A 2014 report by the Police Executive Research Forum found that “body-worn camera video footage should be made available to the public upon request not only because the videos are public records but also because doing so enables police departments to demonstrate transparency and openness in their interactions with members of the community.”

 

Fox Guarding the Henhouse

 

Chad Marlow, an ACLU policy counsel, put it more succinctly, saying: “That’s little bit like the fox guarding the henhouse” when the police have exclusive control over the videos.

 

Texas’s Police Body Worn Camera legislation, enacted in 2015 and codified at in the state’s Occupations Code § 1701.655 establishes the requirements law enforcement agencies should include in the body camera program, if departments choose to participate in body camera funding program. These requirements, which became effective September 1, 2016, are:

 

  • Guidelines for when a peace officer should activate a camera or discontinue a recording currently in progress, considering the need for privacy in certain situations and at certain locations;
  • Provisions relating to data retention, including a provision requiring the retention of video for a minimum period of 90 days;
  • Provisions relating to storage of video and audio, creation of backup copies of the video and audio, and maintenance of data security.
  • Guidelines for public access, through open records requests, to recordings that are public information;
  • Provisions entitling an officer to access any recording of an incident involving the officer before the officer is required to make a statement about the incident;
  • Procedures for supervisory or internal review; and
  • The handling and documenting of equipment and malfunctions of equipment.

 

 

Significantly, this policy does not require a Texas police officer to keep a body camera activated for the entire period of the officer’s shift; however, it does require that the camera be activated only for a law enforcement purpose—a provision that Officer Chad Brooks violated.

 

Police Departments Stand by Officers

 

We don’t know who is right or wrong in the current feud between the Aransas County District Attorney’s Office and the Rockport Police Department. Officer Brooks violated departmental policy and was disciplined. The Rockport Police Department, however, is standing by its officers in the way they conduct criminal investigations, including the way they employ their body cameras. The Baltimore Police Department is taking the same position with its officers.

 

While the Baltimore district attorney is dismissing scores of current charges and reviewing hundreds of other cases for police impropriety, the Aransas County District Attorney is no longer accepting any cases from the Rockport police until they receive new training about how to handle evidence in criminal cases.

 

While the public has serious and legitimate concerns about public protection as these law enforcement agencies feud, we find it encouraging that some prosecutors are standing up against police misconduct.

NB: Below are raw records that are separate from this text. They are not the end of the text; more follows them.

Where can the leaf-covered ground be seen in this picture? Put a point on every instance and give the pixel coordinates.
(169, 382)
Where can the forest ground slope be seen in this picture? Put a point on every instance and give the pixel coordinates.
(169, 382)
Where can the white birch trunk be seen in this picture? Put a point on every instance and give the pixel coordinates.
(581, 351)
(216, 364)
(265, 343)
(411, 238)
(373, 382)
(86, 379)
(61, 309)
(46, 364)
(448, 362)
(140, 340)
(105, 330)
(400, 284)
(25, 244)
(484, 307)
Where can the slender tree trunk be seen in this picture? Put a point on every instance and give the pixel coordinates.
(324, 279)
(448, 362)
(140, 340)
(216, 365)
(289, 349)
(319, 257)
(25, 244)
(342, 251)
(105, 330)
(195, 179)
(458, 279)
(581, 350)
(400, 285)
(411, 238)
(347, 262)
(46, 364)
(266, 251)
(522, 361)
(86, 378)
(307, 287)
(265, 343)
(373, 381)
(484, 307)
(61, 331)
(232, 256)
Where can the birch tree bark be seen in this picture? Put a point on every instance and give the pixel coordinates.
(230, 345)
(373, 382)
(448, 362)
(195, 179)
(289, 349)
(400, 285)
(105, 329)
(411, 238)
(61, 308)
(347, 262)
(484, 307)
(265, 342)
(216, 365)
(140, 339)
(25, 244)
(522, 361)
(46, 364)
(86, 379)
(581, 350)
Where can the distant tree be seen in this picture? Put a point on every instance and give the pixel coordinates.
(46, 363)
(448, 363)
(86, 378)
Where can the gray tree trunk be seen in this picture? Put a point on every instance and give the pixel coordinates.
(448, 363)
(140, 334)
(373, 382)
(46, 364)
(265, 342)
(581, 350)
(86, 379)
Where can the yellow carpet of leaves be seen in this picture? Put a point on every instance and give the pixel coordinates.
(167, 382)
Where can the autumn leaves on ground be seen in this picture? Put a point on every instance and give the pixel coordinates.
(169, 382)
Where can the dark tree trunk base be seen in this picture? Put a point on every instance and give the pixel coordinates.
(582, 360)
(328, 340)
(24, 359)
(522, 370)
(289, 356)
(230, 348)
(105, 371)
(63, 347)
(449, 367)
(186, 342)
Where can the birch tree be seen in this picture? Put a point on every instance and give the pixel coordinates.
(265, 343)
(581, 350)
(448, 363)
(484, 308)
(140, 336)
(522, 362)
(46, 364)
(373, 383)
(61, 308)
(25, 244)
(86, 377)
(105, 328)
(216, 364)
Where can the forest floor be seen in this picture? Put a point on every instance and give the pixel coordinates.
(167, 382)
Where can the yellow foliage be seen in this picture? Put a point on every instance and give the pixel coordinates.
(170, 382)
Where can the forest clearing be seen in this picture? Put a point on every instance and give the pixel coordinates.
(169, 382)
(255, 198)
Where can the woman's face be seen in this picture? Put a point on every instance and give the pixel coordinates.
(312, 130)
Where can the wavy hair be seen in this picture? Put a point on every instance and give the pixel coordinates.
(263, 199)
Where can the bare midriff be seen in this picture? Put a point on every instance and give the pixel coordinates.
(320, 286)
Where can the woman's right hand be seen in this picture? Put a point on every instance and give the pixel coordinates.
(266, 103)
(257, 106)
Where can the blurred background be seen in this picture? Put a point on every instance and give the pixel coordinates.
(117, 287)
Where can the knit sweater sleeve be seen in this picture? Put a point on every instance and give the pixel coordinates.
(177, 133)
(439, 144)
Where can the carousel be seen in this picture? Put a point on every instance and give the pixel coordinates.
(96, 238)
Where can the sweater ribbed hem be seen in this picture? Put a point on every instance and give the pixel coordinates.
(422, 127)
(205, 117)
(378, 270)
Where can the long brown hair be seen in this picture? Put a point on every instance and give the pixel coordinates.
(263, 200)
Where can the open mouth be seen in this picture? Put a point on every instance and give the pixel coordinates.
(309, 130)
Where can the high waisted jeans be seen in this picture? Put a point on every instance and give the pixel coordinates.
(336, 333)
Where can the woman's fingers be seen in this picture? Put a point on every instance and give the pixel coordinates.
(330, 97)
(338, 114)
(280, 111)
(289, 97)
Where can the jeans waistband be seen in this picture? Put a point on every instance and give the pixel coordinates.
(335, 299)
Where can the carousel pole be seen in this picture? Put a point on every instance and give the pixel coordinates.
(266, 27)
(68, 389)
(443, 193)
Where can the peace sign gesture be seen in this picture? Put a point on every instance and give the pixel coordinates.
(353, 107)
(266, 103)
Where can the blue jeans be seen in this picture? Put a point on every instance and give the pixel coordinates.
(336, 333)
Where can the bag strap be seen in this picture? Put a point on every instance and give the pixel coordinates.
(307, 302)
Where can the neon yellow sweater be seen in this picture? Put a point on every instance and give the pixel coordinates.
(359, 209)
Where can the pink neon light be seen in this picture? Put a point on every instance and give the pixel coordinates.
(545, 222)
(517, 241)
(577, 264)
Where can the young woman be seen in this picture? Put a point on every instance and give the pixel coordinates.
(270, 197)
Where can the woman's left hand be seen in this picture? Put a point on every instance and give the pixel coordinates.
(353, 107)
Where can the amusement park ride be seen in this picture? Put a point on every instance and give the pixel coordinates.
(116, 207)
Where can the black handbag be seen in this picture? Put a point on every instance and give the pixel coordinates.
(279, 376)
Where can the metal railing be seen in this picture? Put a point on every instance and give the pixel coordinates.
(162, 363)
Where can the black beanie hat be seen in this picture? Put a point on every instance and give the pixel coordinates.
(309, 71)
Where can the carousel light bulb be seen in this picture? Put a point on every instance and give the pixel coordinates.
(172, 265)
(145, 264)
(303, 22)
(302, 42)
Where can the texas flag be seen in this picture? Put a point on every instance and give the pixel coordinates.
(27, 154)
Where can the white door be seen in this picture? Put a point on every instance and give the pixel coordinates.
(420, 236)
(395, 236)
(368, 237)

We have no truck for police misconduct just as we have no truck with prosecutorial misconduct. But we understand that prosecutorial misconduct is too many times influenced in the law enforcement investigatory process because of police misconduct.

 

Body cameras were designed to document investigations and arrests, while curtailing police misconduct. Unfortunately, corrupt officers have created new ways to legitimize their misconduct.

 

And that is why, we believe, an increasing number of states are trying to conceal body camera footage from the public.  It is far past time for states to require mandatory body cameras on all law enforcement officers and design strict compliance programs to ensure consistent use, retention and disclosure.